The seven claimants are Hercules Tool Company, Thomas Phillips, Lawrence Green, William King, Mary Lucille Burfiend, Local 277 (the claim for unpaid pension contributions), and Connecticut General Life Insurance Company, in its capacity as Trustee of the Morse Cutting Tool Pension Fund.
This ruling shall not bind the PBGC, who was not a party to this action.
Lastly, I deny the motion for partial summary judgment with respect to the claim of the United Electrical, Radio and Machine Workers of America and its Local 277 for retiree life and health insurance benefits (the "Union claim"). The claim is attached as Exhibit I to the Affidavit of Kim E. Perry. The Trustee did not in his initial evidentiary submissions show that the Union claim was premised on the 1982 Union contract or any other contract that came into existence before August 24, 1984. Therefore, I have no reason to conclude that the Union claim existed at the time of the alleged fraudulent transfer.

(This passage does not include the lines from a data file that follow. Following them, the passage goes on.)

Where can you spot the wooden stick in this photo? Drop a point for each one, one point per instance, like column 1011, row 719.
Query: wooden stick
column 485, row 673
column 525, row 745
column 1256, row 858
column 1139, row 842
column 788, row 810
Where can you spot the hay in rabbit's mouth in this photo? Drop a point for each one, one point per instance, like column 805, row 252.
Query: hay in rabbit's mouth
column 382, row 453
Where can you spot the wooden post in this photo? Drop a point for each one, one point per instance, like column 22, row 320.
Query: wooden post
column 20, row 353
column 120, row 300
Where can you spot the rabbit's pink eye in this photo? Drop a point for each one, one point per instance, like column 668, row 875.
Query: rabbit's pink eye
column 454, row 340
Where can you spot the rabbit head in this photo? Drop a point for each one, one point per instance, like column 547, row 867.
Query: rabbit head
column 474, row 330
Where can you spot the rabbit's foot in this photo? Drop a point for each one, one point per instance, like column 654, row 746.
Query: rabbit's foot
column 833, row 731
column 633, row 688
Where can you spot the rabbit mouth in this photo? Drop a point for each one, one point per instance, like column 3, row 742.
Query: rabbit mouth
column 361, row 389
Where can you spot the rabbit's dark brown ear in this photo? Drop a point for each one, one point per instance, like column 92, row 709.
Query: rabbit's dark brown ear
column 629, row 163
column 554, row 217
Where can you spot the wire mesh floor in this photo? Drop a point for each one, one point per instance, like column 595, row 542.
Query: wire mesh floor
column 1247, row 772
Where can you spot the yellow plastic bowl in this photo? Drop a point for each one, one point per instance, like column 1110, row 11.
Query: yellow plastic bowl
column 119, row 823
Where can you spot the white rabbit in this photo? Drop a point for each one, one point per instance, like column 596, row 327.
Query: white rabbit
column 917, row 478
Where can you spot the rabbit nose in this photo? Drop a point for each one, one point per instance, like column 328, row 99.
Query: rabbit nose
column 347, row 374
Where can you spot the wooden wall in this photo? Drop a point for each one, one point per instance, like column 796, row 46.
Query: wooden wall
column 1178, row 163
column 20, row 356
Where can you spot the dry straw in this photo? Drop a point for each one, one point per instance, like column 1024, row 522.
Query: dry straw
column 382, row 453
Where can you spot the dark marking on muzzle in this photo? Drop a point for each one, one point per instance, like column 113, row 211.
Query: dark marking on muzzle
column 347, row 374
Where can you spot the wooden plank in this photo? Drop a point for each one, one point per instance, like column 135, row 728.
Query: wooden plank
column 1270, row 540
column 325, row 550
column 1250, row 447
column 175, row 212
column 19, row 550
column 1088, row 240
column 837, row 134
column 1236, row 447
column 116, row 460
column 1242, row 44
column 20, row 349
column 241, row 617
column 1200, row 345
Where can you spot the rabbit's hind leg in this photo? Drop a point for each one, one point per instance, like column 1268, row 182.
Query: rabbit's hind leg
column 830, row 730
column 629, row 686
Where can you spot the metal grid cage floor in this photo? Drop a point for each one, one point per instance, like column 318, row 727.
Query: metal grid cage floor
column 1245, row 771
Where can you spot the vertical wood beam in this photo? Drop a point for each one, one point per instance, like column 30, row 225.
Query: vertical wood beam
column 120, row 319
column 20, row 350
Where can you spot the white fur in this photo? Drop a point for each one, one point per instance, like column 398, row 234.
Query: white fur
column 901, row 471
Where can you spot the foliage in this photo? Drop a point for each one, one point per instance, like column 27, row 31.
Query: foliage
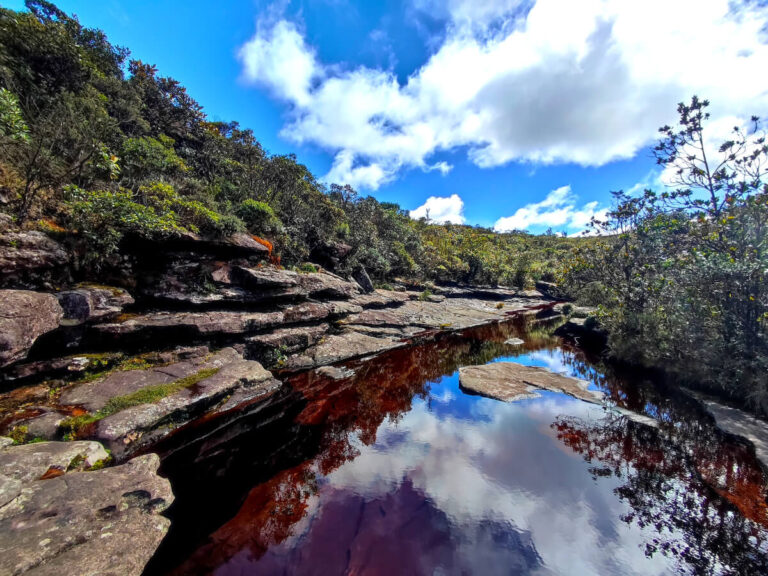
column 681, row 275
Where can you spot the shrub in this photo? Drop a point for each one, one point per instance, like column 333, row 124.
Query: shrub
column 259, row 217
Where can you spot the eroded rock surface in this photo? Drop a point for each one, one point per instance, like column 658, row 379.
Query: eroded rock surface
column 30, row 258
column 24, row 317
column 210, row 384
column 509, row 381
column 86, row 523
column 92, row 303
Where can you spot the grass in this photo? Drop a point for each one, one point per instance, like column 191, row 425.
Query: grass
column 148, row 395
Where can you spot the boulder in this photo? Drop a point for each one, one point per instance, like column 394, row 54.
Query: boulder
column 89, row 303
column 315, row 284
column 89, row 523
column 380, row 299
column 273, row 346
column 509, row 382
column 206, row 385
column 345, row 346
column 30, row 259
column 24, row 317
column 329, row 255
column 327, row 285
column 189, row 326
column 32, row 461
column 549, row 289
column 362, row 278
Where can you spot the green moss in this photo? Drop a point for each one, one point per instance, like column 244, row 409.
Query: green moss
column 18, row 434
column 148, row 395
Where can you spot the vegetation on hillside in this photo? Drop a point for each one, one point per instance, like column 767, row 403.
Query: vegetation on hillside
column 105, row 146
column 682, row 275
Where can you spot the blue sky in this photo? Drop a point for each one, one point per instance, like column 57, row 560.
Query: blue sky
column 513, row 113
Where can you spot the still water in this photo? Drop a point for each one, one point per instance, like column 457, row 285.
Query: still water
column 395, row 470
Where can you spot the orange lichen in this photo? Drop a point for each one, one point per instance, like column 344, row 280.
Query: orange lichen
column 268, row 245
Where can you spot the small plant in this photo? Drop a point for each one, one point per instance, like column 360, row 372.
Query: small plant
column 148, row 395
column 307, row 268
column 18, row 434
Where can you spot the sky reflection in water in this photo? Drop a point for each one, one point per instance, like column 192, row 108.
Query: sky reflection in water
column 454, row 484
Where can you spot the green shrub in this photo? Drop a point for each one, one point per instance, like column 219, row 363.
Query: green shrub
column 259, row 217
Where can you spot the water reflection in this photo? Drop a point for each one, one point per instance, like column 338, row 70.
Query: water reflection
column 396, row 471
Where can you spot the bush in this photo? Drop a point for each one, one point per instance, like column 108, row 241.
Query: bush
column 259, row 217
column 103, row 217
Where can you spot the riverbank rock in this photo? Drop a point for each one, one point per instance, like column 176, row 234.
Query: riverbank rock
column 89, row 303
column 79, row 522
column 509, row 382
column 24, row 317
column 30, row 259
column 338, row 347
column 739, row 423
column 174, row 395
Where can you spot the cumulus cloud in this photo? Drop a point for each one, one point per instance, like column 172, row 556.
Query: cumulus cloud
column 558, row 210
column 436, row 209
column 542, row 81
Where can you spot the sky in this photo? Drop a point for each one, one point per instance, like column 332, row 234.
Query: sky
column 512, row 114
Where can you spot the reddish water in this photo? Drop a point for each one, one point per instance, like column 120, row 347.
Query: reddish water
column 396, row 471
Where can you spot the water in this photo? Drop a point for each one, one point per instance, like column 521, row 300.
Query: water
column 397, row 471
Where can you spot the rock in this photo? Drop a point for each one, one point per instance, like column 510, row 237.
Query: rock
column 45, row 426
column 330, row 254
column 31, row 461
column 588, row 334
column 739, row 423
column 549, row 289
column 10, row 488
column 186, row 326
column 335, row 372
column 24, row 316
column 380, row 299
column 345, row 346
column 272, row 346
column 509, row 381
column 90, row 303
column 30, row 259
column 87, row 523
column 362, row 278
column 137, row 427
column 266, row 278
column 326, row 285
column 530, row 294
column 316, row 284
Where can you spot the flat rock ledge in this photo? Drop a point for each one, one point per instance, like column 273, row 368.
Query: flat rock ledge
column 68, row 520
column 510, row 382
column 739, row 423
column 219, row 382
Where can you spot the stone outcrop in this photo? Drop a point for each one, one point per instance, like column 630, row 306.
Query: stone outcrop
column 509, row 382
column 78, row 522
column 30, row 259
column 24, row 317
column 89, row 303
column 206, row 385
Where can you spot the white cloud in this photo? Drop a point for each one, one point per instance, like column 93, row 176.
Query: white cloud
column 558, row 210
column 549, row 81
column 436, row 209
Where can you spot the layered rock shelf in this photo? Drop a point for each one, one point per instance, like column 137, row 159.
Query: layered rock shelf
column 185, row 332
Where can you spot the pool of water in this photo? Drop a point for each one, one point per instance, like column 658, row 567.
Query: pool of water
column 395, row 470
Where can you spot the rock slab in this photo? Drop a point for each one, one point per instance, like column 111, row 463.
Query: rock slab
column 104, row 522
column 24, row 317
column 510, row 381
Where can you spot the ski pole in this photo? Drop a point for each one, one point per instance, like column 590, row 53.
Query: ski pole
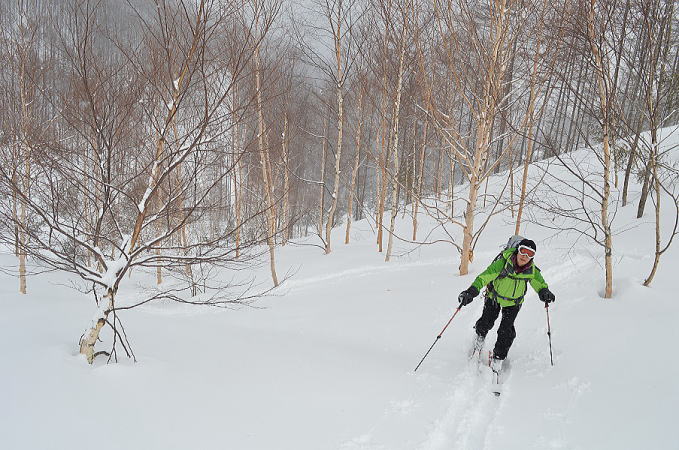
column 438, row 337
column 549, row 334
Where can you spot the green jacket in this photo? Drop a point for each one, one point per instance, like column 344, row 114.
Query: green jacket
column 509, row 289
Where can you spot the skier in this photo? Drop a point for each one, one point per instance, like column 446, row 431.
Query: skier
column 507, row 279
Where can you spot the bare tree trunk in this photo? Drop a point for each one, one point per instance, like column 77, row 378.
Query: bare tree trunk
column 321, row 211
column 605, row 108
column 656, row 188
column 90, row 337
column 491, row 88
column 340, row 130
column 237, row 180
column 286, row 183
column 394, row 145
column 420, row 180
column 266, row 174
column 354, row 171
column 384, row 157
column 631, row 161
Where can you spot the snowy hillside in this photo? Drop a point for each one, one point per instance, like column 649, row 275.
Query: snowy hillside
column 327, row 361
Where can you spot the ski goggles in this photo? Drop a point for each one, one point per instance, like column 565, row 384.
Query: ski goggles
column 524, row 250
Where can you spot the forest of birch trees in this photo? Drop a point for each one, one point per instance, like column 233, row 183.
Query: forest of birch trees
column 188, row 137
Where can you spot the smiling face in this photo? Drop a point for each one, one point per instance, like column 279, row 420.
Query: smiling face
column 522, row 259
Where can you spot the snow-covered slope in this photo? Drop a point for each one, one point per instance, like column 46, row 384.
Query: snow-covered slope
column 327, row 363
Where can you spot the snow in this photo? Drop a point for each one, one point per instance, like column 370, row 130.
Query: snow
column 327, row 363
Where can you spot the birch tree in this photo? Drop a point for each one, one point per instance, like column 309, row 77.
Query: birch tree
column 141, row 151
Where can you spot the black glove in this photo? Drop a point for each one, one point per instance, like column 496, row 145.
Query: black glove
column 467, row 296
column 546, row 295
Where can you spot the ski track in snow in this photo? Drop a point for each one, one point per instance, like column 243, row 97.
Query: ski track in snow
column 471, row 413
column 362, row 271
column 465, row 421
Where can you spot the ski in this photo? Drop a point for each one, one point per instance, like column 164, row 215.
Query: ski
column 496, row 376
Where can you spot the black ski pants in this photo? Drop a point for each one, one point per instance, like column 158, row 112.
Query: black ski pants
column 506, row 333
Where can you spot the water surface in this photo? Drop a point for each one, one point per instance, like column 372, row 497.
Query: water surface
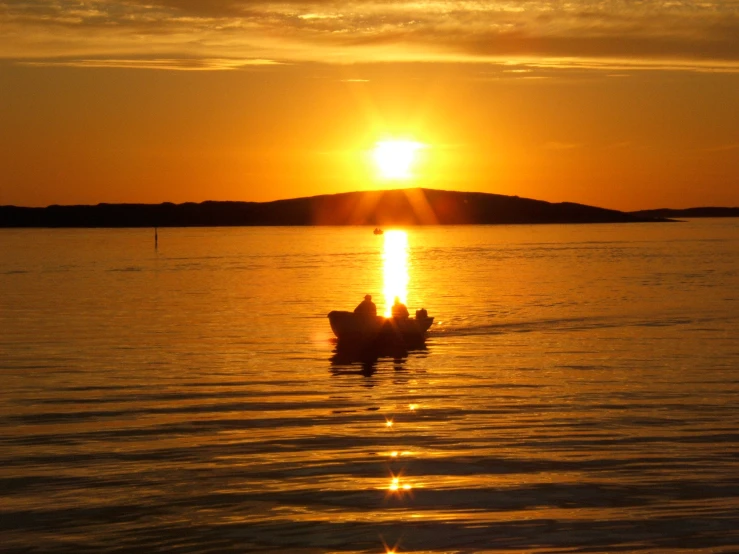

The Trustee's later submissions were not considered; Barclays did not get adequate notice and sufficient time to respond to those materials.
Conclusion
In summary, I deny the Trustee's motion for partial summary judgment with respect to the existence of qualified unsecured present creditors; and I allow the motion with respect to the existence of qualified unsecured future creditors. A separate order will enter accordingly.